PHOTO OLIVIER JEAN, LA PRESSE
C'est le festival Mural, et non le propriétaire de l'immeuble, qui devra dédommager Simon Bachand.
Le contrat qui liait le propriétaire de l'immeuble et le festival Mural prévoyait simplement que la murale devait demeurer visible pendant 12 mois suivant sa réalisation. Ce contrat a été respecté. Les organisateurs avaient toutefois « l'obligation d'informer » M. Bachand de ces modalités avant qu'il ne réalise son œuvre.
« Il aurait alors incombé à M. Bachand de prendre lui-même la décision d'accepter de telles modalités, avec les risques qu'elles comportaient quant à la pérennité de sa murale, ou au contraire de refuser de réaliser son œuvre dans de telles conditions, a écrit le juge Luc Huppé.

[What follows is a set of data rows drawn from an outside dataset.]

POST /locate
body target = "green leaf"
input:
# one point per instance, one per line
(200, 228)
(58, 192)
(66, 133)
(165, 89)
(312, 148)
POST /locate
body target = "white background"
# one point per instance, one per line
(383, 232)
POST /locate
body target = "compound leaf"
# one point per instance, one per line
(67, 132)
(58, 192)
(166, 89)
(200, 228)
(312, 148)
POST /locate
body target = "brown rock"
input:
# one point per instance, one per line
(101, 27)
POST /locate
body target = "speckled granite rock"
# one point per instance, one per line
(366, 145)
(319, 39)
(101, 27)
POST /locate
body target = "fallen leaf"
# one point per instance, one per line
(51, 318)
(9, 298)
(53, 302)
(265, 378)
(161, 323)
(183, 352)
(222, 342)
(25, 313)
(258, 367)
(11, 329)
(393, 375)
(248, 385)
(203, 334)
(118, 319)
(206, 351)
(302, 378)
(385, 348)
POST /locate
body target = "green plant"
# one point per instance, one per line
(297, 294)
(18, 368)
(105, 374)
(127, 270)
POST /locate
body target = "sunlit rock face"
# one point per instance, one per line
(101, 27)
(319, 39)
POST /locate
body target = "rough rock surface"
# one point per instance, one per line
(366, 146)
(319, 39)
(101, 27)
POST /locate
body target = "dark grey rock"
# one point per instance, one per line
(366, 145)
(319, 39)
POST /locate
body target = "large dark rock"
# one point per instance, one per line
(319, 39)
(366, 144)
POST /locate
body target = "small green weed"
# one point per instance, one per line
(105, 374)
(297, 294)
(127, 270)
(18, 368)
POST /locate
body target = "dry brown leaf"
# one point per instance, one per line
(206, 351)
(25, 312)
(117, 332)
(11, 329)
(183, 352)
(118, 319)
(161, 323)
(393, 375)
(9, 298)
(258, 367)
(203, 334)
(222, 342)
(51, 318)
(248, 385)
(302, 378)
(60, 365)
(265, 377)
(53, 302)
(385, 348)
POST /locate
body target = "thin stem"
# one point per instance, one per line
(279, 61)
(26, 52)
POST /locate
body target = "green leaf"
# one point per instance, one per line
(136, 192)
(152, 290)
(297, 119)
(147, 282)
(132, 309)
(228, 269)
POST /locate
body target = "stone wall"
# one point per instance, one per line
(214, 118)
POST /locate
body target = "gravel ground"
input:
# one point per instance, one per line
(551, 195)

En raison du silence de Mural, M. Bachand a été privé de cette possibilité. Il est maintenant placé devant un fait accompli. »
« Mural a manqué de transparence dans ses discussions avec M. Bachand, continue la décision. Il était peu respectueux pour Mural de retenir les services de M. Bachand pour réaliser une murale qui, pour celui-ci, s'inscrivait dans la continuité d'une œuvre globale s'étalant sur plusieurs décennies et développée à l'échelle internationale, sans l'aviser préalablement du risque de destruction de cette murale à court terme. »
Le festival Mural n'a pas voulu commenter ce jugement.
« Une victoire », dit l'artiste
« Même si le montant est symbolique, c'est une victoire au niveau de la protection des œuvres extérieures pour les muralistes canadiens », a commenté Simon Bachand, en entrevue téléphonique.
À ma connaissance, c'est une première nationale qu'on fasse valoir des droits moraux pour un projet de murale.
L'artiste Simon Bachand
Un artiste a deux types de droits sur ses œuvres : des droits économiques (comme la reproduction, l'adaptation, etc.), qui peuvent être vendus, et des droits moraux, qui ne peuvent pas l'être, a expliqué en entrevue Me David Langis, qui se spécialise dans le droit des arts et du divertissement.
Les droits moraux comprennent notamment le droit de ne pas voir son œuvre être détruite ou le droit d'en revendiquer la paternité – même après sa vente. C'est ce droit qui a été violé en l'espèce.
« On peut comprendre la surprise de M. Bachand de voir son œuvre cachée par la construction d'un nouvel immeuble », a dit Me Langis, qui estime qu'il était « légitime pour l'artiste de faire valoir une violation de son droit moral ». La situation aurait peut-être été différente si l'œuvre avait été supprimée après 20 ans d'existence, a-t-il ajouté.